Marcel rushes across the indoor set to me at the piano, after having interviewed the director of Cirque de Soleil (performing in the show) and a beautiful Swedish actress. The latter (whose name I don't get) had legs that extended to her bosom. If her interview is any clue, her legs are her finest asset. Eight sinister security men escort her. They'd arrived shortly before her, in two sleek Mercedes, to sweep the scene before her famous arrival). I never get her name. Marcel sidles over to the piano and asks me about my musical society. Beach Boys, Ringo, U2, Newsom, Wainwright, and Skrillex. This, all cast to a broad Belgian and Dutch Flemish speaking target TV audience. I spend the interview pressing praise for the man born with a silver spoon in his mouth, who spent his time in the Oval office pulling up the lower middle classes, to which I belong now.

I only hope I make a proper case for FDR's canonization tonight in the populist papist Milano, and buff it up in time for The Holy Father himself, who may show up at tomorrow's show in Rome's Church of St. Paula. You see, if it weren't for the social reforms enacted in FDR's terms, I'd be without Medicaid, Medicare and the egregiously expensive life-support drugs I need. Saint Franklin.

Think of it. Let's think of the late lamented Vic Chesnutt. He, the paraplegic singer-songwriter-guitarist performer who brought his lyrics into the coterie of Southern literati such as Welty, Williams, and Faulkner. It was in the second verse of a song, like a headline misplaced under-the-fold, that that pungent poet sharply observed:

"There is no shelter in The Arts!"

And evidently, no US in the US of A. Of course! How could there be? As a drunken adolescent, Vic had driven his car off the road in Georgia, turned over and over, and grew into a slump on a wheel chair, popping up onstage in America and Europe. I loved Vic's Silverlake album The sleeve photo pose as he's laid vertically on the lawn, smiling skeptically at the camera. Fine fella.

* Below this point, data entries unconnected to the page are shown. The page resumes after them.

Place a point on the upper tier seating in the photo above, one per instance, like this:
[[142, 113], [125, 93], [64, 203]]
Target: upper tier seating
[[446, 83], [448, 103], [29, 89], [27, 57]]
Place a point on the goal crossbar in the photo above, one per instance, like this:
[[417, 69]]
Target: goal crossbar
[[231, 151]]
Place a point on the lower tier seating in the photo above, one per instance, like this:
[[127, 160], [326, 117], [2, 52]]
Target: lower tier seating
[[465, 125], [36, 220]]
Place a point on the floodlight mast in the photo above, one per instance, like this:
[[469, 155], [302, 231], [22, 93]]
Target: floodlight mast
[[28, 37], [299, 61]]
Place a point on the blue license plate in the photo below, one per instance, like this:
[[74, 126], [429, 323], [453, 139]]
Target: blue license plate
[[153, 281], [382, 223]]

Vic Chesnutt just could not afford to stay alive. It sure takes the US outta US of A. The only Nation in the First World with no Universal health coverage! Vic, who needed help getting into an ironed shirt, who brings me such joy, could never be inconvenient or pitied. So he took his own life, saving us any such problem. That wouldn't have happened if FDR were here today, to stem the Pharmaceutical Business' progress of profit. FDR would have legislated for a civil degree of real social security. The medical profession has created an age of anxiety for that 99%. It can be only once a month, on a prescription refill. Or, the ordinary American can end up in (what drug stores call) "a doughnut". That's when drug costs cap out, usually late Autumn. That chills the bones of many octagenarians on Medicare living in straights in States above the frost belt. A shout-out for the turn out in Turnhout. Hipsters hit the Square, where an elaborately raised set is erected there, next to Turnhout's cathedral-proportioned church. They've given up to such secularisms, bolting the front door. Yet, their delicate bells continue to Tin Tin abulate on the quarter hour. I thank God my son hasn't had to endure the familiarities of a Belgian Priest, in a slur on Jesus' name.

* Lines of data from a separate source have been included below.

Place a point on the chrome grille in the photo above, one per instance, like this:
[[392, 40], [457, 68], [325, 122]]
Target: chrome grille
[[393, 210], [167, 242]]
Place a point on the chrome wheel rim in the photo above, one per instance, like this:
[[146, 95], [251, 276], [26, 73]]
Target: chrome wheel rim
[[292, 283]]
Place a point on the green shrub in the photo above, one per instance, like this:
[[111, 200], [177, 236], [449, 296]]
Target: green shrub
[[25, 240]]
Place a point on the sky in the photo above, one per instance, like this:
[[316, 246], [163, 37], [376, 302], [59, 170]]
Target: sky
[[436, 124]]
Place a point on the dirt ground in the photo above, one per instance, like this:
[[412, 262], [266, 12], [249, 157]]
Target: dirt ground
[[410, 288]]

The square is filled with a standing crowd to the stage, with equal regard from restaurant tables lining the adjacent hotels surrounding us. They have a close-up LED p-o-v of all. On a giant screen. Seven hand held cameras in a Ninja ballet.

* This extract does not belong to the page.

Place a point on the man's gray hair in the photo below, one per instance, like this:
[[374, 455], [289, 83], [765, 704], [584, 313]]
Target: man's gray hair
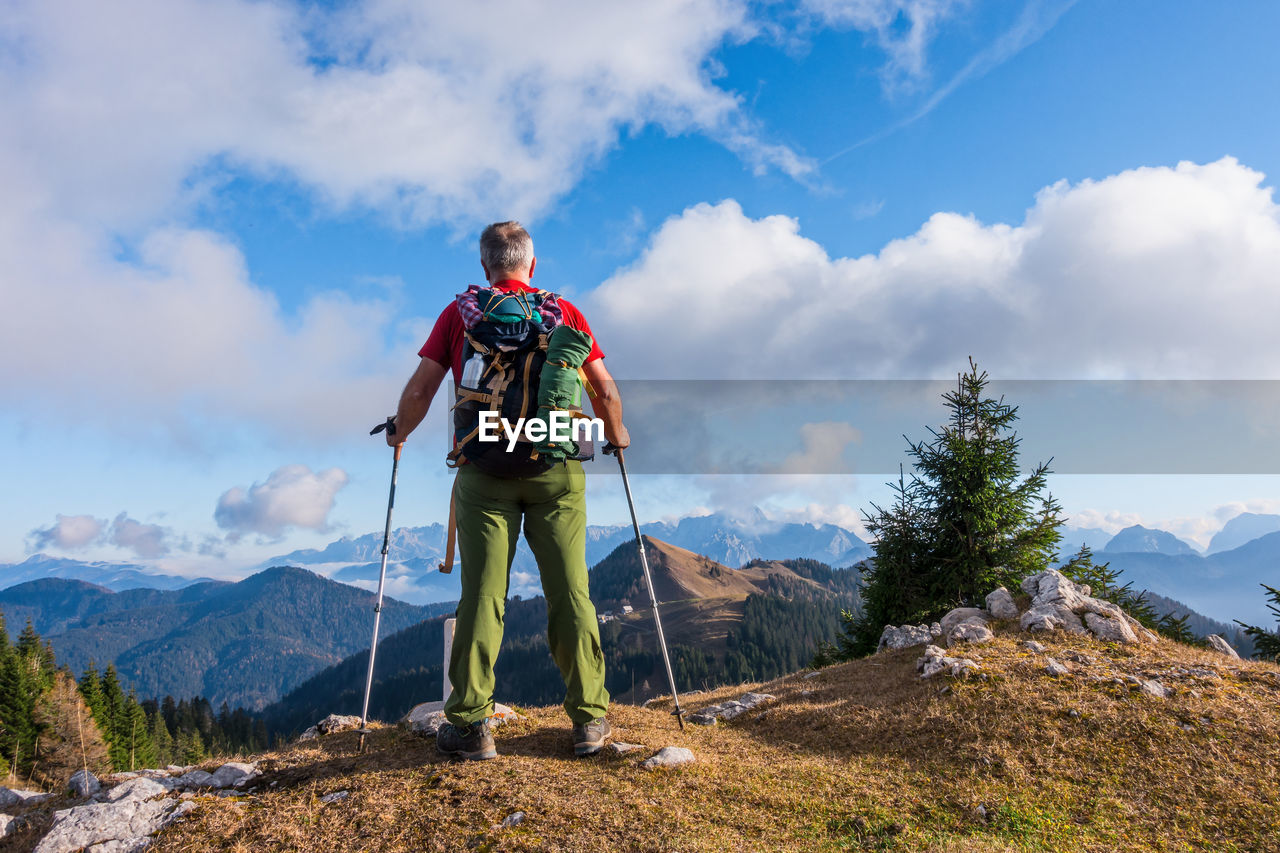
[[506, 247]]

Marcel fondles 3 CDs while he's beside me, to announce that, the very day Brit label Bella Union is re-releasing my first three albums. It's also Paul McCartney's 70th birthday. After we play our one song, Marcel has hopped over to hold a mike up to two tween girls, who celebrate Sir Paul's event with 'Yesterday', in a treble and alto recorder duet. Si sentimental et charmante!

The show over, we toss in two tunes for the de mensen in the town square. 'Orange Crate Art' and 'Opportunity for Two'. It's a wrap.